6,000 cases of teachers’ approvals being probed across Maharashtra

All approvals pertain to after 2012 when recruitment was banned; approval files go mysteriously missing.

Written by Alifiya Khan | Pune | Published: December 20, 2015 12:16 am

If the news of state education commissioner declaring 32 teachers approvals in Pune as illegal was shocking, then there is some more bad news in store. The number is likely to increase, exponentially, as the 32 illegal approvals is believed to be just the tip of the iceberg.

In the last three months, a whopping 6,000 cases of teachers approvals in state-aided schools across Maharashtra are being investigated, wherein large-scale forgery is suspected. All approvals pertain to the period after 2012 when the state government had banned the recruitment of teachers in primary, secondary and higher secondary schools after it came to light during an official survey that there were excess teachers in many educational institutions.
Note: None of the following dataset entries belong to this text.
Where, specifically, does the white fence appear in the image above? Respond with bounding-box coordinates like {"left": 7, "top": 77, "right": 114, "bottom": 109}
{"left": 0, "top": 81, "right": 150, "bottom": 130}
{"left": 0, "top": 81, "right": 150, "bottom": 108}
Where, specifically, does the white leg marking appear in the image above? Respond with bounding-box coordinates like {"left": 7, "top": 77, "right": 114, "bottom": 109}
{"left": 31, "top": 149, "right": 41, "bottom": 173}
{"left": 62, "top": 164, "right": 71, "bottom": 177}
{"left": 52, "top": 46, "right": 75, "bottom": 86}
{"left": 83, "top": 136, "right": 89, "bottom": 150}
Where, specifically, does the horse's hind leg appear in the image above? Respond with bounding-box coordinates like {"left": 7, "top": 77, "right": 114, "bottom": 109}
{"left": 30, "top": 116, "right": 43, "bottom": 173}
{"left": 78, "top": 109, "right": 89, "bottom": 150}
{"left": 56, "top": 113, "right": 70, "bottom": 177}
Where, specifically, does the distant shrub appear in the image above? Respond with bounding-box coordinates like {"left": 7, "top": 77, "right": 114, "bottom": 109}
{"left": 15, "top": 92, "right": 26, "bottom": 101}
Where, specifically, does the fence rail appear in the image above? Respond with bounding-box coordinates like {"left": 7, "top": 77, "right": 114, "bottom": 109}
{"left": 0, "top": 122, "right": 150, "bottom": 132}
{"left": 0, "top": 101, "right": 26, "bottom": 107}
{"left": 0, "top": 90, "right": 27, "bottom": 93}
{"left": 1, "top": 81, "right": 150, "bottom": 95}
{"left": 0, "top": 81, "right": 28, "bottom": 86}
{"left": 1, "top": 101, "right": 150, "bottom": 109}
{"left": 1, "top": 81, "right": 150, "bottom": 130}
Hence, the state had taken a policy decision in 2012 that unless excess teachers were absorbed in service, there would be a ban on recruitment. “At present, the biggest task before us is to complete the inquiry on teachers approvals. In many cases of approvals, we suspect foul play. There are some 6,000-odd cases statewide which our department is probing,” said Purshottam Bhapkar, state education commissioner.

Most importantly, these cases pertain to the period after 2012 when there was a ban which gives way to suspicion that doubtful practices might have been adopted. That in many cases no records have been maintained is also proving to be a challenge for us. However, in cases where inquiry has been initiated, we are nearly coming to a close now and action has been initiated,” Bhapkar added.

Two days back, when 32 teaching and non-teaching staff approvals made by Pune Municipal Corporation education officer Baban Dahiphale were declared bogus, 98 such false approvals were confirmed in Washim too and all of them were cancelled. Salaries drawn by the appointees for the last three years were instructed to be taken back.

“What is serious is that in nearly 30 percent cases, we are not getting the files pertaining to the approval process. In the absence of documentation, it is difficult to ascertain if any forgery was done. And this is the case in many districts. The general excuse is that the file cannot be found or is lost which gives rise to doubts whether the information and papers were deliberately held back to suppress information,” Bhapkar said.

“At present, we are finishing off the inquiry in those cases where the files have been found and asking people to prove their case in case of irregularities. For the others, we have issued showcause notices for why the files have not been submitted and their cases would be taken up seriously,” Bhapkar added.